Many year's ago I shared a flat with a chap who's father had owned the studio where Dougal and the Blue Cat was overdubbed into English. In the movie the blue cat decides on a name, in a broad Yorkshire accent it declares 'My names Buxton'. Apparently, his dad creased at this point and had to be banned from the studio for the duration of that scene!

This has nothing to do with steam engines, except that after seeing a Buxton and Thornley horizontal engine at Abbey Pumping Station, in Leicester, and making a model loosely inspired by it, 'Buxton' seemed a really apt name. Confusingly, the company come from neither Buxton in Derbyshire, or anywhere in Yorkshire. They were from Burton-upon-Trent in Staffordshire, the beer capital of the world.

This is the original engine:

Buxton and Thornley engine at Abbey Pumping Station

Buxton and Thornley engine at Abbey Pumping Station

In my bits boxes I had a cast iron cylinder I had made from meehanite bar as an experiment, a 4" flywheel and a few bits left over from building Norden, such as a spare eccentric and strap. I also had a big lump of square aluminium alloy and wanted to mill a challenging shape out of it. I ended up turning most of the ally into swarf, and came up with a nice 'cast' base and an engine with a family resemblance to the Buxton and Thornley one.

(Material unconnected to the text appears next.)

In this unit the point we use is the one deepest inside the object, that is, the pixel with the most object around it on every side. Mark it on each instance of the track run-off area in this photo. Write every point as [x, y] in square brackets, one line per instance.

After Norden I wanted something a bit more simple, so it's all fairly basic construction. I must improve the base by covering it with brick slips. Painted bricks just don't work, at least not with my skill level.

Buxton horizontal steam engine

Buxton horizontal steam engine

It's no prizewinner, and not really worth writing up as I don't think anyone else would wish to go through the process of hacking that bed from the solid. A scale version of the original would be nice, perhaps a bit bigger.

Flywheel of Buxton horizontal steam engine

Flywheel of Buxton horizontal steam engine

Somewhere I have some pictures of this engine's little brother at Clay Mills - if I find them I will add them to this page. The Clay Mills engines are great, the beam engines are huge and all the small ones are covered in a profusion of ingenious lubricators!